Re: [RDFa] rdf:XMLLiteral (was RE: Missing issue on the list: identification of RDFa content) from Mark Birbeck on 2007-03-19 (public-rdf-in-xhtml-tf@w3.org from March 2007)

From: Mark Birbeck <mark.birbeck@x-port.net>
Date: Mon, 19 Mar 2007 05:31:56 -0700
To: public-rdf-in-xhtml-tf@w3.org
Message-ID: <640dd5060703190531x2fdbd33ev4601cc48fbbbefa1@mail.gmail.com>
Hi Ivan,

> Wow. The discussion has really become suddenly intense. Cheer up guys,
> this is only technology:-)

Indeed. Kind of aggressive I feel, given that all I have done is try
to find a solution to this problem.
Although I can't tell people what to think or how to argue, perhaps I
can suggest that they at least take as their starting-point that the
plain literal solution is the most obvious, and I would of course
favour it if it could be made to work. I spent a lot of time on this a
number of years ago, but at the end of the day I felt that ignoring
mark-up that is placed in text by authors was just not acceptable.

As I have said elsewhere though, there is a modification of the
current solution that I can see working, which is that we say that an
element with no child element nodes becomes a plain literal, whilst
elements with child element nodes become XML literals. This was
discussed quite a long time ago by myself and Steven, but we never
really pursued it, mainly because we thought people might find it
unacceptable. Having said that, the issue of XML literals has only
just recently started to be discussed again, so it's only now become
prescient. Encouragingly, a few months ago I implemented exactly this
algorithm in my RDFa parser, and I believe it to be pretty
straightforward.

But I still want to emphasise that the solution that simply does not
work is to 'flatten' all mark-up in situations where the author has
not specifically asked for XML literals.


> Anyway...
>
> Mark, I read all the arguments but, I am sorry to say, you still have
> not convinced me, and I still believe that the default should be plain
> literal....

Just so that we're clear, the current position in the RDFa spec is of
XML literals, so the shoe is actually on the other foot...those
opposed to it need to provide convincing arguments for *removing* this
behaviour. I have still to hear a good argument for using _only_ plain
literals, but I'd also like to hear views on the 'mixed' approach of
generating _either_ a plain literal _or_ an XML literal, as
appropriate.


> There is the 'social' aspect Ian was referring to several times. Whether
> we like it or not, most of the RDF-s used out there use plain literals.
> I have seen very very rarely graphs with XMLLiteral, in fact, and I
> think I have used it only once myself. I do not think it is o.k. if the
> RDF graphs resulting from RDFa authoring get such a different flavour;
> they should 'blend in' the RDF world.

I'm having trouble squaring this with my understanding of RDF. Do you
curl up in bed and 'read' RDF graphs? ;) Or are they processed by
machines?
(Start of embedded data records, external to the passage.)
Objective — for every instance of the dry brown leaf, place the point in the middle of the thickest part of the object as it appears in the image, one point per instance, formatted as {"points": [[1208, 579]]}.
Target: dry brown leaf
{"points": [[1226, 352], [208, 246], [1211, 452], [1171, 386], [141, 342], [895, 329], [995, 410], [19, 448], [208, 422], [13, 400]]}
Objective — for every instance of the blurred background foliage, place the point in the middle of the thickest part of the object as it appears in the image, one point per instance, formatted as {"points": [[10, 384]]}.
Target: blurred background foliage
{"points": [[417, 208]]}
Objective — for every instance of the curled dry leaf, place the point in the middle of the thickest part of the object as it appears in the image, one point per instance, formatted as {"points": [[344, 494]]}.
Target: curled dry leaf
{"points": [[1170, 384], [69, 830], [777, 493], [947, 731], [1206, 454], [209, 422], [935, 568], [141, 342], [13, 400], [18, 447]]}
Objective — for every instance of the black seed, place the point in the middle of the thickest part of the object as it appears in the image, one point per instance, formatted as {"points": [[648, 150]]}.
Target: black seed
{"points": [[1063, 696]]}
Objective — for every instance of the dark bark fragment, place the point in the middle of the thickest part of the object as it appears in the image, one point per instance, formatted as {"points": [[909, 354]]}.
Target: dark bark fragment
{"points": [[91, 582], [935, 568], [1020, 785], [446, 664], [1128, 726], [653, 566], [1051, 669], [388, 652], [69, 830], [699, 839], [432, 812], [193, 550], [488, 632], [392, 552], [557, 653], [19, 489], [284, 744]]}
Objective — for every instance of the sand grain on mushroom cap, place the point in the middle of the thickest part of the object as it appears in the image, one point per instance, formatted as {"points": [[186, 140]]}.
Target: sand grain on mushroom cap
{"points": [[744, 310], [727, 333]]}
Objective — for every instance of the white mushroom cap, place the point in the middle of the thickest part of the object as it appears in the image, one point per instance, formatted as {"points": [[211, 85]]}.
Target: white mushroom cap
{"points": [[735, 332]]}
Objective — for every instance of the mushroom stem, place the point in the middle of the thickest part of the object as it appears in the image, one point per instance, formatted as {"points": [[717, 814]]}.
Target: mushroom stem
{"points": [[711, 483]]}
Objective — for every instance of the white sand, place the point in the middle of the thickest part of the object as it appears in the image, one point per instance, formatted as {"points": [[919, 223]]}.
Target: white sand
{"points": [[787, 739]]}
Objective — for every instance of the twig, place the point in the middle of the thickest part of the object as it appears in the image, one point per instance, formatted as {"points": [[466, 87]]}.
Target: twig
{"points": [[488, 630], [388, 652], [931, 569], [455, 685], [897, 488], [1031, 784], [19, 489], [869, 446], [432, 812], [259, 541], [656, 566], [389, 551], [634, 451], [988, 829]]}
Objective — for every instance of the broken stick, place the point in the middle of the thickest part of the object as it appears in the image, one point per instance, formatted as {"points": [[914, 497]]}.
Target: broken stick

And how many times have you used xsd:base64Binary? In other
words, existing data storage patterns tell us nothing about future
ones,  features are not less important just because you haven't used
them. Etc., etc. There does not seem to be any technical reason why
triples that originate from RDFa would have any trouble 'blending'
with triples from any other source.


> And, although your argumentation
> around my old SPARQL issue was logically and technically correct, the
> fact still remains that lots of SPARQL queries, though scruffy, work
> with some of the assumptions that I made back then (ie, I did not check
> the language tag, for example). We cannot ignore that, it *is* part of
> the 80/20 cut. And remember: my SPARQL query *did* fail because of that!

I'm really not sure how to reply...you seem to be saying that whilst
my argument was correct both logically and technically, it is
unacceptable because it doesn't factor in your mistaken assumptions
about RDF Concepts' notion of equality. If so, then you have me... :)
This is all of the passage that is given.